Il nome scientifico è gulo gulo e deriva dal latino. Il nome comune è ghiottone ed è noto anche come wolverine. Sì, proprio come poi è stato chiamato il personaggio della Marvel ispirato da questo raro animale. La definizione scientifica e quella comune hanno puntato nella nomenclatura alla sua principale caratteristica: mangia tantissimo e in modo molto vorace, mentre il creatore degli X Men ha puntato a un altro suo aspetto specifico e che fa meno sorridere: è molto aggressivo e preda animali ben più grandi di lui.
Il ghiottone è il più grande mustelide terrestre: somiglia a un orso in miniatura ma non ha con questa specie alcuna parentela, essendo invece imparentato con martore e tassi. Il punto è che da tempo i ghiottoni non si vedevano più negli Stati Uniti, area geografica in cui un tempo erano endemici ma che a causa principalmente dello sterminio operato dagli esseri umani che lo hanno ritenuto un competitore nella caccia ha causato un netto declino della popolazione.

Per questo è molto importante l'annuncio del Colorado Parks and Wildlife (CPW) che ha lanciato il "Colorado Wolverine Restoration Plan", un progetto che servirà da guida per contribuire al ripristino della specie in Colorado dopo un'assenza lunga un secolo. Il Piano di Ripristino prevede il trasferimento di un massimo di 15 ghiottoni a stagione per più di 3 stagioni, per un totale di 45 individui che troveranno "casa" di nuovo nei boschi della zona. Il numero di trasferimenti in un anno, o in totale, dipenderà dal successo delle catture, dalla partecipazione dei volontari e dal grado di permanenza e sopravvivenza degli animali trasferiti nello Stato.

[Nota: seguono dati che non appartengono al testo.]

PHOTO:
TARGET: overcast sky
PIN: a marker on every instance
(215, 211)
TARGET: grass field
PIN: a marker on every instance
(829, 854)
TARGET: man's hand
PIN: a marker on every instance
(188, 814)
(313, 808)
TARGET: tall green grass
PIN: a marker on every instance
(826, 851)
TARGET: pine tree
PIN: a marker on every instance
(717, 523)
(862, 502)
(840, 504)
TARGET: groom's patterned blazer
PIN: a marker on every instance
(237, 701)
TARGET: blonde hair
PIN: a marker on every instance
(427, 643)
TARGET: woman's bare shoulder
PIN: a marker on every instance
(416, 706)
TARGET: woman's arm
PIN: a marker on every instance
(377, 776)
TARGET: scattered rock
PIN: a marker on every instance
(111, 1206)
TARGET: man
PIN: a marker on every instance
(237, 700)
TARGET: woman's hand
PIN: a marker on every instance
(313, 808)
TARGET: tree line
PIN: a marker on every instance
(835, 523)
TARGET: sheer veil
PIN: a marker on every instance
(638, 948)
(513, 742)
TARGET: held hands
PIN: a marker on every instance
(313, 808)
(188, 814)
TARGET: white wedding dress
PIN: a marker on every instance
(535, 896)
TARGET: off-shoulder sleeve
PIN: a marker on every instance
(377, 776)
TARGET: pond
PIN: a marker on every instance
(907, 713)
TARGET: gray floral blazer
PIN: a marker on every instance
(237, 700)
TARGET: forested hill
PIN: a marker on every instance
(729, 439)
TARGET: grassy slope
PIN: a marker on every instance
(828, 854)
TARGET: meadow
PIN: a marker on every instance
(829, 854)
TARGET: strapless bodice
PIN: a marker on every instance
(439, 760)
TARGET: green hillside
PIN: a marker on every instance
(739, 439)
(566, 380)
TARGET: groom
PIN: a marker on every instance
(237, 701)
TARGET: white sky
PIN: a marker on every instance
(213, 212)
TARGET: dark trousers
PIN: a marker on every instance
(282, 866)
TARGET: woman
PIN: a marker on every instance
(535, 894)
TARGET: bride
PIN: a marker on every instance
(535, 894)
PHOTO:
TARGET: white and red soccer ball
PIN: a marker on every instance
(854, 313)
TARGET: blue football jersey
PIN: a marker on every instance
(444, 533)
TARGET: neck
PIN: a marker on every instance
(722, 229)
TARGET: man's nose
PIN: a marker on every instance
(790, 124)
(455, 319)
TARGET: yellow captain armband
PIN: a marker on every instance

Il progetto, sostenuto anche dai gestori delle stazioni sciistiche che sono nella zona mira a preservare l'equilibrio ecologico, tenendo conto delle esigenze economiche. Il Colorado potrebbe quindi arrivare ad ospitare fino a 100 ghiottoni, un numero paragonabile alla sua popolazione storica. Si tratta di un'iniziativa molto importante in termini tanto di conservazione di una specie che appunto era completamente sparita da quello che era un suo aerale naturale quanto un progetto di convivenza integrato alle attività umane.

Come ben saprebbe dirci James "Logan" Howlett, il vero nome del personaggio di Wolverine, i ghiottoni vivono bene se hanno a disposizione grandi territori in cui possono svolgere la loro esistenza all'interno delle foreste in cui trovare cibo. Si tratta di animali selvaggi che hanno visto lentamente sparire il loro habitat a causa dell'urbanizzazione e così, oltre ad essere cacciati dagli esseri umani insieme alle loro prede preferite come lepri e anche cervi, quelli sopravvissuti hanno avuto enormi difficoltà per riprodursi a causa della riduzione dello spazio vitale. Altro punto che ne ha causato la quasi estinzione in nord America è stato anche il cambiamento climatico, considerando che sono animali che prediligono il freddo e sono abituati a vivere sulla neve.
Come segnalato infatti all'interno del progetto del CPW "l'habitat ideale per il ghiottone si trova a circa 3.000 metri di altitudine e oltre in Colorado. Oltre il 94% dell'habitat del ghiottone si trova su terreni pubblici, con quasi il 70% in aree selvagge designate a livello federale, parchi nazionali, aree di studio per la natura selvaggia o aree senza strade del Servizio Forestale degli Stati Uniti".